What Adele teaches us about creativity
I originally shared this with the class I’m teaching at Marquette University on creativity. Last week we watched Simon Sinek’s “Start with Why” Ted Talk, and their assignment was to come up with an idea that combines their “why” (their personal mission) and “what” (their skills) to solve a social problem.
I’ve talked before about how creativity is combining one idea with another. The individual ideas don’t have to be original, they just have to create something new together. Sound familiar, right?
I haven’t talked much about comedy, but it pretty much follows the same formula. You may have heard that “Tragedy + Time = Comedy.” That’s just combining two elements.
Here’s an example from last night’s SNL. Thanksgiving + Adele = HILARITY. It’s simple.
Take two familiar concepts (family tensions during the holidays, Adele’s new single) and together they make something creative, novel and pretty funny.
Watch it and try to reverse engineer it to see the creativity in it. What problem is it trying to solve?
[Another example: Adele + Adele impersonators = HILARITY]
The lesson here isn’t that Adele + Anything else = HILARITY. It’s that “creativity is just connecting things,” as Steve Jobs put it.
You can think of combining your WHY and WHAT in the same manner. I’ll use myself as an example.
I believe in the power of writing and storytelling for expression, empathy and connection.
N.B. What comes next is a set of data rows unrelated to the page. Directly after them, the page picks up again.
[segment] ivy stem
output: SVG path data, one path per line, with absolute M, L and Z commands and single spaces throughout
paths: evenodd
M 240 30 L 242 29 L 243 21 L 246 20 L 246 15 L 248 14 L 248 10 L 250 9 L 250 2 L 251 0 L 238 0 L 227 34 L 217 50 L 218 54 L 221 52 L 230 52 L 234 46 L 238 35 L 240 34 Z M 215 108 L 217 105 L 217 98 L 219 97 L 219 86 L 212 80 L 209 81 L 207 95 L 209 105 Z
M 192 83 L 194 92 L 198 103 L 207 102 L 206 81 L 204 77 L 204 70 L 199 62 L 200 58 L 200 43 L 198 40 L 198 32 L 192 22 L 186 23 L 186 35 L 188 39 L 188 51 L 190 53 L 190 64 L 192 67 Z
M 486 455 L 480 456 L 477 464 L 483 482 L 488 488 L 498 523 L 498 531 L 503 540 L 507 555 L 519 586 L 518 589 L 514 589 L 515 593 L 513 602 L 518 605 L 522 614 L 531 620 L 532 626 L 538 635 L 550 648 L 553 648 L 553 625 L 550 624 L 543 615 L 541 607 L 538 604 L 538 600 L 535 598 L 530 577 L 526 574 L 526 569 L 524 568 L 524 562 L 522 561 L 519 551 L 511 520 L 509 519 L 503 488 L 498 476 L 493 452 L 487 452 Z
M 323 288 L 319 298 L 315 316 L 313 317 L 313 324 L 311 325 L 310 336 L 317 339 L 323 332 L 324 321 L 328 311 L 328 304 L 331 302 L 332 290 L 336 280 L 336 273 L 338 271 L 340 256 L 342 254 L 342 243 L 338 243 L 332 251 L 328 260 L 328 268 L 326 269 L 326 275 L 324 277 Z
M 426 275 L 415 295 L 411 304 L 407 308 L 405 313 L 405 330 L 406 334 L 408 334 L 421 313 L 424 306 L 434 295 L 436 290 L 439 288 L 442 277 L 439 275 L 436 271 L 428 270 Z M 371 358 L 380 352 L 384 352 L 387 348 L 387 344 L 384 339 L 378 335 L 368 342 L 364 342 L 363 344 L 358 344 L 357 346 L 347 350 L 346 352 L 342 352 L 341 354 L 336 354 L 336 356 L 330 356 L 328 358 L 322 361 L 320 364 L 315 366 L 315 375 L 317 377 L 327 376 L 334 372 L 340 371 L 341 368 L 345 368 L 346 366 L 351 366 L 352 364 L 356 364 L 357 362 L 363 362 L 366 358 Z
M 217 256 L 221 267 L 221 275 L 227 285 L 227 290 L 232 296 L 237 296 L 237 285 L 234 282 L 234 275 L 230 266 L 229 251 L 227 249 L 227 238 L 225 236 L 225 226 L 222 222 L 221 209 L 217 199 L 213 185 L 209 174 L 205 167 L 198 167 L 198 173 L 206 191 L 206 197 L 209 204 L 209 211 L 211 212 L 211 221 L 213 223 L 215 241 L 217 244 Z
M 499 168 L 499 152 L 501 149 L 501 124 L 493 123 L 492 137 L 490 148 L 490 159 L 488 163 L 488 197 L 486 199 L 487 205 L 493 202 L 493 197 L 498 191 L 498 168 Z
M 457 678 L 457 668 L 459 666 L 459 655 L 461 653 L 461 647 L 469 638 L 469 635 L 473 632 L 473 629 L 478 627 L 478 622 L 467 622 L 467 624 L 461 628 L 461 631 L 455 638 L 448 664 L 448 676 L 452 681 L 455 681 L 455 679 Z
That’s my why.
But when I was younger, I started with what I did, not why I did it. I thought because I was a journalism major, I should work at a newspaper or magazine my whole life. My resume was tailored to that end.
Then I realized writing could be applied in limitless ways, especially with the rise of the Internet. My “what” could be a blog, a book, an email newsletter, a Facebook status or a syllabus. It could be a hand-written note or 140 characters. It could include sketches or GIFs or nothing but words.
Together, my belief in writing to affect hearts and minds can be applied in any number of ways to solve a problem.
Once you clearly know and understand your “why” and your “what,” the creative possibilities are endless.
So what do YOU do, and why do you do it?